Héctor Granado Gómez (域陀; born 20 March 1987), sometimes known simply as Héctor, is a Spanish professional footballer who plays as a left back or a central defender.

==Club career==
Granado was born in Valladolid, Castile and León. In his country he never played in higher than Segunda División B, representing in that level Real Valladolid B, Deportivo de La Coruña B and CF Palencia. At the end of the 2011–12 season, he suffered relegation with the latter club.

On 1 June 2013, Hong Kong First Division League side Southern District RSA announced the signing of free agent Granado.
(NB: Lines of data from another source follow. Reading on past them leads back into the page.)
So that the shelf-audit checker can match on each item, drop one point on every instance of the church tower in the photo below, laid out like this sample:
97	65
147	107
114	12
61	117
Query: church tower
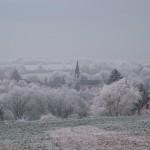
77	73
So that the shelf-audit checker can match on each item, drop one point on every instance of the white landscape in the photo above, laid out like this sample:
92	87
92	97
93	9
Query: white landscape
74	74
36	114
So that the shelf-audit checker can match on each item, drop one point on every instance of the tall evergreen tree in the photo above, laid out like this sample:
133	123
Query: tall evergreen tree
115	76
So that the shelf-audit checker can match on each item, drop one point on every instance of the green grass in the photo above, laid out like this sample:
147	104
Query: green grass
32	135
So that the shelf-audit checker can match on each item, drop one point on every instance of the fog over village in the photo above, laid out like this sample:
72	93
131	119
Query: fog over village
74	75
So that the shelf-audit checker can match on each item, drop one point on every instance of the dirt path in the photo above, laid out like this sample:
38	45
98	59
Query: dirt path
93	138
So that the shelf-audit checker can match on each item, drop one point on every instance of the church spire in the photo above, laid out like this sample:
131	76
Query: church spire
77	73
77	69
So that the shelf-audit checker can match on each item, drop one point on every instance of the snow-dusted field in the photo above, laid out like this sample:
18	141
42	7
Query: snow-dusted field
105	133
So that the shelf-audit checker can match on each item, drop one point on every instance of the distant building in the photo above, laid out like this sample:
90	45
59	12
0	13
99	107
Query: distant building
80	83
145	110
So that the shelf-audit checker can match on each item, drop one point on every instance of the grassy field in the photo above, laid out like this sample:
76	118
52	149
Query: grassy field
104	133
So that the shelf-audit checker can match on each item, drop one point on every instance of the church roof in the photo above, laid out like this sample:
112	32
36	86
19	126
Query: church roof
77	69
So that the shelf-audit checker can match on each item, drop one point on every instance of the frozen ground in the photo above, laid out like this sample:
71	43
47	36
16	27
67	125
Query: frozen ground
105	133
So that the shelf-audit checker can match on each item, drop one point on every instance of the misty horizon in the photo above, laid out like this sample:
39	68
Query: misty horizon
106	30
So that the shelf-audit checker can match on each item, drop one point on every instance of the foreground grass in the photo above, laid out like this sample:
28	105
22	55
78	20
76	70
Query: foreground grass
34	135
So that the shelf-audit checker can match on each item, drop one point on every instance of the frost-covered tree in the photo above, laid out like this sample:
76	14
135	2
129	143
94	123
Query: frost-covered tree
15	75
116	99
143	99
1	113
115	76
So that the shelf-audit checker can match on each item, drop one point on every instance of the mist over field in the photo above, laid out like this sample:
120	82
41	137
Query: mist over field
74	75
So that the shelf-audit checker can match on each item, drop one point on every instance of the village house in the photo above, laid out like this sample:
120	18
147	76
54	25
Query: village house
81	84
145	110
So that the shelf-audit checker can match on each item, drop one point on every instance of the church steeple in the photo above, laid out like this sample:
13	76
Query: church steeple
77	72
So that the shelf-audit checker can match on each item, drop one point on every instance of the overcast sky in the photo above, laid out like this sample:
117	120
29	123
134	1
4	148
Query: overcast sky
100	29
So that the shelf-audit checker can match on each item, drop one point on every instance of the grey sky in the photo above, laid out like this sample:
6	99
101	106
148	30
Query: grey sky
101	29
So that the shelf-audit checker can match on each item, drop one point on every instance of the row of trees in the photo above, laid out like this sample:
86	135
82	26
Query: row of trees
21	100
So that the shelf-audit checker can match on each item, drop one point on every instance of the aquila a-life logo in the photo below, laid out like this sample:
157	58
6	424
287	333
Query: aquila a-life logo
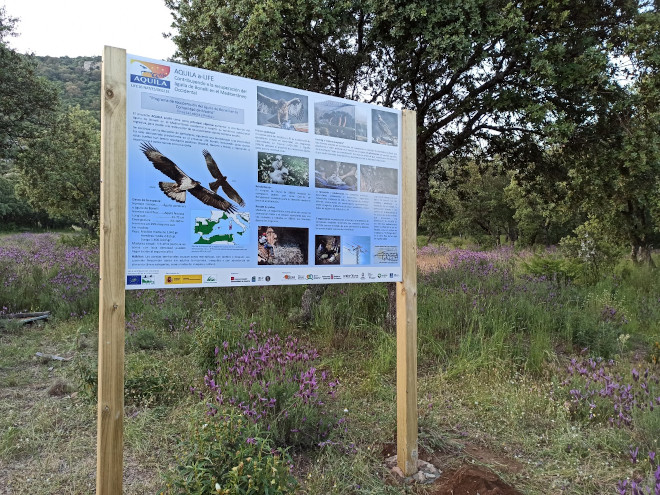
150	74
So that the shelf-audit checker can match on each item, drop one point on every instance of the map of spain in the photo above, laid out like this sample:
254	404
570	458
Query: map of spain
221	228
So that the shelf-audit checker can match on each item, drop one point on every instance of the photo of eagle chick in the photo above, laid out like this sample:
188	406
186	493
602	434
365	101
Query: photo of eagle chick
177	190
221	180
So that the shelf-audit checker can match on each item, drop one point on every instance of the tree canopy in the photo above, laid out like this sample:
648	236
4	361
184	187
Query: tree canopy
59	171
27	102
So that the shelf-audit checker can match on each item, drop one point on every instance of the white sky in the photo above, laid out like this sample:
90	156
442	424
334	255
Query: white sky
76	28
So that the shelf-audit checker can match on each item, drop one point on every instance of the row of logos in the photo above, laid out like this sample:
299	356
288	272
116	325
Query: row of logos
148	280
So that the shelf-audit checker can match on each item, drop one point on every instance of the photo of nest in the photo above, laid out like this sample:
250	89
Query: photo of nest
339	119
282	245
379	179
287	170
282	110
327	250
330	174
384	128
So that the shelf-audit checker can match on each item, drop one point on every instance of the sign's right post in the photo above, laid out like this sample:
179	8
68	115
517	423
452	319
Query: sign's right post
406	304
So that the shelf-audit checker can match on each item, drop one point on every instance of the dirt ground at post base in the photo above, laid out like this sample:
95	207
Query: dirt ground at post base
471	480
464	471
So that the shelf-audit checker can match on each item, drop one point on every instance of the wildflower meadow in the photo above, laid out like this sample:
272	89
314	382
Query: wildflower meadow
534	369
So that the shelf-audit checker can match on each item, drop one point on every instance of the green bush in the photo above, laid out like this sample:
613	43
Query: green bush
226	454
147	380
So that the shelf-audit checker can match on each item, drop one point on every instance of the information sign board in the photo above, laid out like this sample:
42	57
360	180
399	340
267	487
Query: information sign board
232	181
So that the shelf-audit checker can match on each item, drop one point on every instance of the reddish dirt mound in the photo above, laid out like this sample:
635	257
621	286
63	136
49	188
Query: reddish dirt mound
472	480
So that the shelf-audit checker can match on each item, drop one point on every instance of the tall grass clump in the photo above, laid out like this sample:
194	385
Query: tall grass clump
227	455
40	273
503	305
276	383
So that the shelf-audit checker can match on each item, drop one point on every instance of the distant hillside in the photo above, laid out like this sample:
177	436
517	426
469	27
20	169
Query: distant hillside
79	80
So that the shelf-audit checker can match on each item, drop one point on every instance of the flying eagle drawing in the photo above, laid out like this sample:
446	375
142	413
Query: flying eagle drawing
221	180
177	190
281	108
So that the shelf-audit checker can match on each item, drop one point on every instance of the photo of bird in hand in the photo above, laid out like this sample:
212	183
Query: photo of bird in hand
221	180
183	183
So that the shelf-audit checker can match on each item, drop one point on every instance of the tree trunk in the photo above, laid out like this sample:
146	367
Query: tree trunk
634	253
390	315
310	299
645	256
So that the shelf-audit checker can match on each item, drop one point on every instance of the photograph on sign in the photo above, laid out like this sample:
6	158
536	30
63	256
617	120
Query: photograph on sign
232	181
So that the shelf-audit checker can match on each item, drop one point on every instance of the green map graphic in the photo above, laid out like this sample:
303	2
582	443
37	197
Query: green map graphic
218	227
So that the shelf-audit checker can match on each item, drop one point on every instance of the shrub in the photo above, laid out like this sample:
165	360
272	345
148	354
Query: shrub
227	455
275	383
599	394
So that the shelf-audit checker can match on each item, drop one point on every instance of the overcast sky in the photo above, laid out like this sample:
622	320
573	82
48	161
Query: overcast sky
82	27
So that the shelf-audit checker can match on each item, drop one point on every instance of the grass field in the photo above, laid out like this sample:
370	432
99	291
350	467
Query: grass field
548	382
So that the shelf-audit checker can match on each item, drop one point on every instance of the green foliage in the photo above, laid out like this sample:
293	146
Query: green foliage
552	267
593	248
147	382
309	45
226	454
59	172
78	80
27	102
145	339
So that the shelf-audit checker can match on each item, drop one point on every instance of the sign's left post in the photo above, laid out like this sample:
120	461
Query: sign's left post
112	294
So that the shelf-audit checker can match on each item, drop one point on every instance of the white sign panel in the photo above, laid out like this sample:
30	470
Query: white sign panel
233	181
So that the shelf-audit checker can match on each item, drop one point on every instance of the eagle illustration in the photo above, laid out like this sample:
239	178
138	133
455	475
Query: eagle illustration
177	190
221	180
281	108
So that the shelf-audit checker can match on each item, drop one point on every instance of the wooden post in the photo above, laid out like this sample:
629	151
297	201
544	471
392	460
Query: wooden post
110	433
406	305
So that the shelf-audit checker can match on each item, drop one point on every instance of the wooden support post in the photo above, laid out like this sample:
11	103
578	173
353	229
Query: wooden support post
110	433
406	305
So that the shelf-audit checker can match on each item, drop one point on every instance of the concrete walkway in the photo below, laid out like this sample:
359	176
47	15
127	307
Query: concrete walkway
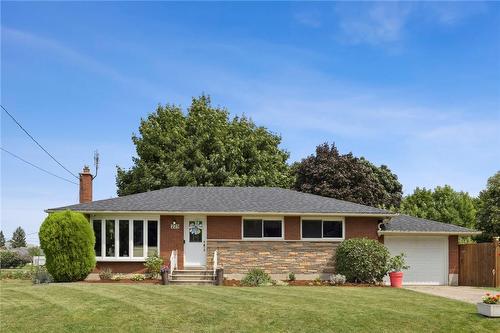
465	294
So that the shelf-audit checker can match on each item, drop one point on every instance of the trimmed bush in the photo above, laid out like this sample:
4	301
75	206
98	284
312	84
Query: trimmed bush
67	239
153	266
256	277
362	260
13	258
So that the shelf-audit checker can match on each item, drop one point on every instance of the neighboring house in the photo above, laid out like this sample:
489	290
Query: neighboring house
276	229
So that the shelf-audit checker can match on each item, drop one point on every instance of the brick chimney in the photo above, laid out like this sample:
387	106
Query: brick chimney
85	185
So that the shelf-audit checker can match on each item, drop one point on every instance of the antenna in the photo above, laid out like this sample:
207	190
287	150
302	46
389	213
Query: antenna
96	163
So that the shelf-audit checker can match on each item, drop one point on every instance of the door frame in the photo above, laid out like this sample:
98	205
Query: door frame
202	218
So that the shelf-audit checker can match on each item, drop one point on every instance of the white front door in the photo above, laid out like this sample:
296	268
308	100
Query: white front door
195	235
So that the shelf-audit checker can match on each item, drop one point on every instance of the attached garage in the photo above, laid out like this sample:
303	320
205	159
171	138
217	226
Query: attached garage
431	248
427	257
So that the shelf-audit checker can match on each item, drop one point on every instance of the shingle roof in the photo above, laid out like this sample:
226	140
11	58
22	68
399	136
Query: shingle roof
405	223
225	199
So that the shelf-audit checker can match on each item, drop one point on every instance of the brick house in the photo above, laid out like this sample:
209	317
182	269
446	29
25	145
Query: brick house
276	229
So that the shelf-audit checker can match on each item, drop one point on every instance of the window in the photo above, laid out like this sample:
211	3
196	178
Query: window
97	226
152	238
138	238
257	228
125	239
110	238
322	229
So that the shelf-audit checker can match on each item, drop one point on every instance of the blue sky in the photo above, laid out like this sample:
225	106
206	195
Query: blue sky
413	86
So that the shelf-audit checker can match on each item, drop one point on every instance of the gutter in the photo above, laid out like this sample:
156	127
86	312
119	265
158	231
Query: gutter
340	214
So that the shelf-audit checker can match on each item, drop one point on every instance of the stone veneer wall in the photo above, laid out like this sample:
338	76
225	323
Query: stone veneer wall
276	257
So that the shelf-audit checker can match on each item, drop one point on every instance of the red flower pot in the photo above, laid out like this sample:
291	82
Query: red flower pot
396	279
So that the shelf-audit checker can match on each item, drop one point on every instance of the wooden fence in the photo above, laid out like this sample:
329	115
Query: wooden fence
479	264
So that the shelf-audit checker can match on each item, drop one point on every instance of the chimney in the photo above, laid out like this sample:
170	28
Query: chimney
85	185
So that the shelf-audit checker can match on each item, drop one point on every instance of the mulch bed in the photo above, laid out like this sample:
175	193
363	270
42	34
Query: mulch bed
308	283
146	281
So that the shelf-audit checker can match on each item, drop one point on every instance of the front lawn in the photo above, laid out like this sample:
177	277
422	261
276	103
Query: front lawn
82	307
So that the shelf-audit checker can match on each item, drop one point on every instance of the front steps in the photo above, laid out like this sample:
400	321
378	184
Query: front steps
192	276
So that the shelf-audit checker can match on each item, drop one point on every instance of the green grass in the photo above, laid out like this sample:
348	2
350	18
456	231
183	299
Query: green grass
84	307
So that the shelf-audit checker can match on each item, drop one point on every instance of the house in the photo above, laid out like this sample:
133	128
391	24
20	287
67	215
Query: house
276	229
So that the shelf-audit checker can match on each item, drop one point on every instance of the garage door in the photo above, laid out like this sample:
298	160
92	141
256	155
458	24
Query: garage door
426	256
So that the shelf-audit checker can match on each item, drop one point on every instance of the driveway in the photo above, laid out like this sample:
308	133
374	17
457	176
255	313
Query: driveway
464	294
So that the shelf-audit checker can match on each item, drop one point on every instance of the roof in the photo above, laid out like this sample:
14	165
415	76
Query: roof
226	200
408	224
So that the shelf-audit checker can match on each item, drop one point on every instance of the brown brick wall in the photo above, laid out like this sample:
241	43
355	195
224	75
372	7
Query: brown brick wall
224	227
361	227
275	257
121	267
172	239
292	227
453	259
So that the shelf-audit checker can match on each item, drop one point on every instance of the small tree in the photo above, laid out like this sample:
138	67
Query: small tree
2	240
18	238
488	216
68	241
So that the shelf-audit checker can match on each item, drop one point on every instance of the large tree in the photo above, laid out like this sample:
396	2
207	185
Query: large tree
346	177
18	238
442	204
488	215
203	148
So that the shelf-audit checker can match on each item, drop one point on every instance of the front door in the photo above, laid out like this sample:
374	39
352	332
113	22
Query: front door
195	235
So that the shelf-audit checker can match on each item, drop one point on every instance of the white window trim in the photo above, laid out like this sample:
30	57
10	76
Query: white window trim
117	219
322	219
266	218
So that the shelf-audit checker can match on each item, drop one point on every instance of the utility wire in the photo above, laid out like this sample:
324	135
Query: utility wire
39	145
36	166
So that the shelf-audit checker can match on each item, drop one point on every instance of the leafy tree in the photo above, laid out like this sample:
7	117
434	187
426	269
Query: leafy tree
346	177
202	148
67	239
442	204
18	238
488	215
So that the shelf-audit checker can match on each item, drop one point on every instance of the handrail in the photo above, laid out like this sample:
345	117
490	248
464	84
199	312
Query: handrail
173	261
215	261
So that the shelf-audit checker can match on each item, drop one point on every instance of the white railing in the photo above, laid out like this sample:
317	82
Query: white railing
216	254
173	261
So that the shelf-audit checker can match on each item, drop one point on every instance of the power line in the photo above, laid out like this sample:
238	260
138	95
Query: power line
39	145
36	166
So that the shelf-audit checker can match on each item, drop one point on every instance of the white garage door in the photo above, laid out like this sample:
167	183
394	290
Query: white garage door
427	257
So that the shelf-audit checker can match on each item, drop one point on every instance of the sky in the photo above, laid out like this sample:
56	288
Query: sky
415	86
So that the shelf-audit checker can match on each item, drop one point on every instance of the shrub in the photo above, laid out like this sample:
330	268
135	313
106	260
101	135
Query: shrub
106	274
337	279
153	265
41	275
398	263
362	260
137	277
68	241
256	277
13	259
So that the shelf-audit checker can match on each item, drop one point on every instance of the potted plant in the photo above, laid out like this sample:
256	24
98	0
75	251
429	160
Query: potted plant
490	306
164	274
396	266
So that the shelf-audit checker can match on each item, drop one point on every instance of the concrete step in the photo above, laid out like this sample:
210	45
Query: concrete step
192	282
He returned to Spain the following year after joining CD Palencia Balompié, being released in January 2017.

==Club statistics==

| Club performance |  |  | League |  | Cup |  | League Cup |  | Europe |  | Other |  | Total |  |
| Club | Season | Division | Apps | Goals | Apps | Goals | Apps | Goals | Apps | Goals | Apps | Goals | Apps | Goals |
| Spain |  |  | League |  | Copa del Rey |  | – |  | Continental |  | Others^{1} |  | Total |  |
| Valladolid B | 2006–07 | Segunda División B | 22 | 0 | 0 | 0 | — | — | 0 | 0 | 2 | 0 | 22 | 0 |
| 2007–08 | Segunda División B | 32 | 1 | 0 | 0 | — | — | 0 | 0 | 0 | 0 | 32 | 1 |
| Valladolid B Total |  |  | 54 | 1 | 0 | 0 | 0 | 0 | 0 | 0 | 2 | 0 | 56 | 1 |
| Deportivo B | 2008–09 | Segunda División B | 26 | 1 | 0 | 0 | — | — | 0 | 0 | 0 | 0 | 26 | 1 |
| Deportivo B Total |  |  | 26 | 1 | 0 | 0 | 0 | 0 | 0 | 0 | 2 | 0 | 26 | 1 |
| Palencia | 2009–10 | Segunda División B | 31 | 1 | 0 | 0 | — | — | 0 | 0 | 2 | 0 | 33 | 1 |
| 2010–11 | Segunda División B | 22 | 0 | 0 | 0 | — | — | 0 | 0 | 0 | 0 | 22 | 0 |
| 2011–12 | Segunda División B | 29 | 0 | 0 | 0 | — | — | 0 | 0 | 2 | 0 | 31 | 0 |
| 2012–13 | Tercera División | 16 | 0 | 0 | 0 | — | — | 0 | 0 | 0 | 0 | 16 | 0 |
| Palencia Total |  |  | 98 | 1 | 0 | 0 | 0 | 0 | 0 | 0 | 4 | 0 | 102 | 1 |
| Spain Total |  |  | 178 | 3 | 0 | 0 | 0 | 0 | 0 | 0 | 6 | 0 | 184 | 3 |
| Hong Kong |  |  | League |  | Shield & FA Cup |  | League Cup |  | Asian |  | Others^{2} |  | Total |  |
| Southern | 2013–14 | First Division | 17 | 0 | 4 | 0 | — | — | N/A | N/A | 1 | 0 | 22 | 0 |
| Southern Total |  |  | 17 | 0 | 4 | 0 | 0 | 0 | 0 | 0 | 1 | 0 | 22 | 0 |
| Hong Kong Total |  |  | 17 | 0 | 4 | 0 | 0 | 0 | 0 | 0 | 1 | 0 | 22 | 0 |
| Career Total |  |  | 195 | 3 | 4 | 0 | 0 | 0 | 0 | 0 | 7 | 0 | 206 | 3 |

Remarks:

^{1}It includes Segunda División promotion play-offs and Segunda División B promotion play-offs.

^{2}It includes 2012–13 Hong Kong season play-offs.